Suppose that $a$ and $b$ are positive integers with $a\geq b$. Let $q_i$ and $r_i$ be the quotients and remainders in the steps of the Euclidean algorithm for $i=1, 2, ..., n$, where $r_n$ is the last nonzero remainder.

Let $Q_i = \begin{bmatrix} q_i & 1 \\ 1 & 0\end{bmatrix}$ and $Q=\prod_{i=0}^{n} Q_i$. Show that $\begin{bmatrix}a \\ b\end{bmatrix} = Q\begin{bmatrix}r_n \\ 0\end{bmatrix}$

I really have no idea how to tackle this.

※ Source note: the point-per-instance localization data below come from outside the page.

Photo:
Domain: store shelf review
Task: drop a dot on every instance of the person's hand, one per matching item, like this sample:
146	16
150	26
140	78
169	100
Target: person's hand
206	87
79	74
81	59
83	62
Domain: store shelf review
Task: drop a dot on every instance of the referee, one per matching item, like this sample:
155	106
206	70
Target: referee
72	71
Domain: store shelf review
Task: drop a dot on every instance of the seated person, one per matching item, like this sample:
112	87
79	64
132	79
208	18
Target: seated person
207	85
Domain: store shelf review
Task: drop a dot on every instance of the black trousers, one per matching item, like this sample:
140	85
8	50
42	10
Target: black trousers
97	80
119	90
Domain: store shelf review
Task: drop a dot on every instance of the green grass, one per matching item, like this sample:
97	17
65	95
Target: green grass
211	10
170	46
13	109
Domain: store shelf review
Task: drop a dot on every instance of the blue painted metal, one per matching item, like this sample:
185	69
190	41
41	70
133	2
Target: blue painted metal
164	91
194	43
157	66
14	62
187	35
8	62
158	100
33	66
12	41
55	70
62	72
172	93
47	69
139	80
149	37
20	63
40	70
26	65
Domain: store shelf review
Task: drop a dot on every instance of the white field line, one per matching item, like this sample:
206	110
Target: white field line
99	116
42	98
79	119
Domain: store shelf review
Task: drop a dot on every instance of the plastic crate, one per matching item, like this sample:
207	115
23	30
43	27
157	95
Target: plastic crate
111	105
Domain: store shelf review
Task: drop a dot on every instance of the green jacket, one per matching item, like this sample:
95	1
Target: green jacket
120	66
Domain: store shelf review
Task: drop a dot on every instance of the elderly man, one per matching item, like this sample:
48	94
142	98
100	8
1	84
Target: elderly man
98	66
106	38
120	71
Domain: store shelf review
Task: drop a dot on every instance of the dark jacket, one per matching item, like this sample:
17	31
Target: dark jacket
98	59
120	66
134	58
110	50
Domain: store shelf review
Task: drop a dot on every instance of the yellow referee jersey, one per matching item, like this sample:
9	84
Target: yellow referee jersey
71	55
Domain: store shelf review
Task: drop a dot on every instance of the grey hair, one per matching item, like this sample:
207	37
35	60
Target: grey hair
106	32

A relevant theorem may be Bezout's Theorem:

gcd$(a, b)$ is the smallest linear combination of $a, b$, that is, $gcd(a,b) = $ min$(sa+tb)$

Answer 1

Note that$$\begin{bmatrix}a\\b\end{bmatrix}=\begin{bmatrix}bq_1+r_1\\b\end{bmatrix}=\begin{bmatrix}q_1&1\\1&0\end{bmatrix}.\begin{bmatrix}b\\r_1\end{bmatrix},$$that$$\begin{bmatrix}b\\r_1\end{bmatrix}=\begin{bmatrix}r_1q_1+r_2\\r_1\end{bmatrix}=\begin{bmatrix}q_2&1\\1&0\end{bmatrix}.\begin{bmatrix}r_1\\r_2\end{bmatrix},$$and so on…

Answer 2

Use induction on the number of steps: if the algorithm starts with \begin{align} a&=q_1b+r_1& \dots&\dots\\ b&=q_2r_1+r_2 & r_{n-2}&=q_n r_{n-1}+r_n\\ &\dots\dots& r_{n-1}&=q_{n+1}r_n \end{align} by the induction hypothesis, we have $$\begin{bmatrix}b\\r_1\end{bmatrix}=\prod_{i=2}^n Q_i, \quad\text{and }\quad\begin{bmatrix}a\\b\end{bmatrix}=Q_1\begin{bmatrix}b\\r_1\end{bmatrix}.$$